Abstract
Taking into consideration of the cytotoxicity and topo-IIα inhibitory activity of pyrazoline derivatives (1–3) against HCT15 cells, and known topo-IIα inhibitor, etoposide, respectively, the compounds were biotransformed in rat liver microsomes. LC-MS/MS and MALDI mass spectrometric techniques has been used for analysis. All three compounds were biotransformed into demethylated metabolites. Among three compounds, compounds 1 and 2 were biotransformed into mono-hydroxylated metabolites and compound 3 biotransformed into reduced and epoxidized metabolites. Reduced and reduced along with demethylation metabolites were identified from MALDI Orbitrap spectrometric analysis. Without NADPH or microsomes no compounds (1–3) were generated metabolites, it shows CYP450 enzymes involvement in the presence of NADPH in the metabolisms.

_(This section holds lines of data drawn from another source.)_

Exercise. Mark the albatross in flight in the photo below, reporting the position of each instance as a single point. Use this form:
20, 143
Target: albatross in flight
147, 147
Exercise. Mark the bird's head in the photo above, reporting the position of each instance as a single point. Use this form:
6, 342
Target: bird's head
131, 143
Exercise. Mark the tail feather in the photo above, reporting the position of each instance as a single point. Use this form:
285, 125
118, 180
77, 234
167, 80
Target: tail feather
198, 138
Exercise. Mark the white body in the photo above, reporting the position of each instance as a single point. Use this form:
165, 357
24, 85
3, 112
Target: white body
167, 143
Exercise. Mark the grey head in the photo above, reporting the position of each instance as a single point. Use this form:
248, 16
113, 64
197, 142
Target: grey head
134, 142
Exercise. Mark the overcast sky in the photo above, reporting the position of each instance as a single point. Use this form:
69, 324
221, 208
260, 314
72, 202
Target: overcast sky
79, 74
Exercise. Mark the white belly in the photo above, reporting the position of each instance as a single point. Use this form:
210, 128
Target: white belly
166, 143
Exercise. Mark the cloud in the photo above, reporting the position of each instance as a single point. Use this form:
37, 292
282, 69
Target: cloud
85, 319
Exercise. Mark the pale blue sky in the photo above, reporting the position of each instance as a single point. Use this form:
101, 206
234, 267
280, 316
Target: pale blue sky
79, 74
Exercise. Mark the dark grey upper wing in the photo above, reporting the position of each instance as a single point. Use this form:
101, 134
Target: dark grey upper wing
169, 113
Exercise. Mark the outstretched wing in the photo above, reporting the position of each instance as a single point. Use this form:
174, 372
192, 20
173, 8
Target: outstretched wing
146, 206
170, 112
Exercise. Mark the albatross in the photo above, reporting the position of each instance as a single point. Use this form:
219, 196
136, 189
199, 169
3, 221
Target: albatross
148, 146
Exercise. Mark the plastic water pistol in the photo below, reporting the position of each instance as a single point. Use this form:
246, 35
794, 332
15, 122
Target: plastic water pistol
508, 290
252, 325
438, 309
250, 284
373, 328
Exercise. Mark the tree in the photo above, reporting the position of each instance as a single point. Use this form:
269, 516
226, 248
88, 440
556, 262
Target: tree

•Metabolic profiling of three newly potential topoisomerase inhibitors in RLMs.•Liquid chromatography ion trap tandem mass spectrometry/MALDI were used.•Pyrazolines biotransformed into various metabolites are depicted.•Structures were elucidated by MS2 fragmentation pattern/MADLI data.•It is the first time to report pyrazolines metabolic study.